Conseil des ministres du 23 novembre 2022. Rémunération des personnels civils et militaires de l'État, des collectivités territoriales et des établissements publics d'hospitalisation.

Texte intégral

Le ministre de la transformation et de la fonction publiques a présenté un décret modifiant le décret n° 85-1148 du 24 octobre 1985 modifié relatif à la rémunération des personnels civils et militaires de l'Etat, des personnels des collectivités territoriales et des personnels des établissements publics d'hospitalisation.

Ce projet de décret, qui entrera en vigueur le 1er janvier 2023, s'inscrit dans le cadre de la réforme de l'encadrement supérieur de la fonction publique de l'Etat, initiée par l'ordonnance du 2 juin 2021.
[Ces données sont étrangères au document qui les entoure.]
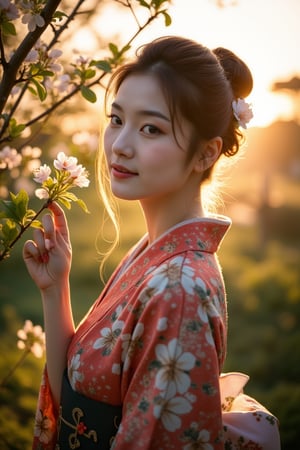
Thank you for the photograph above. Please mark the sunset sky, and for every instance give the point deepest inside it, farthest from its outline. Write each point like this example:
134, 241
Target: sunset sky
265, 33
Il procède à la suppression, pour les administrateurs de l'Etat et pour les agents occupant les emplois supérieurs de l'Etat, des groupes d'indices hors échelle lettres, qui servaient jusqu'à présent de base aux niveaux de rémunération les plus élevés de ces agents, pour leur substituer des indices chiffrés, selon une nouvelle correspondance entre indices bruts et majorés au-delà de l'indice 1027. Ce texte apportera ainsi davantage de transparence et de lisibilité dans la rémunération des cadres supérieurs et dirigeants de la fonction publique de l'Etat.

Ce projet de décret s'insère dans un ensemble de textes réglementaires ayant vocation à être publiés concomitamment, mettant en place de nouvelles modalités de rémunération et de parcours de carrière communes aux membres du corps des administrateurs de l'Etat et aux agents occupant les emplois supérieurs de l'Etat, fondées sur une grille de rémunération unifiée.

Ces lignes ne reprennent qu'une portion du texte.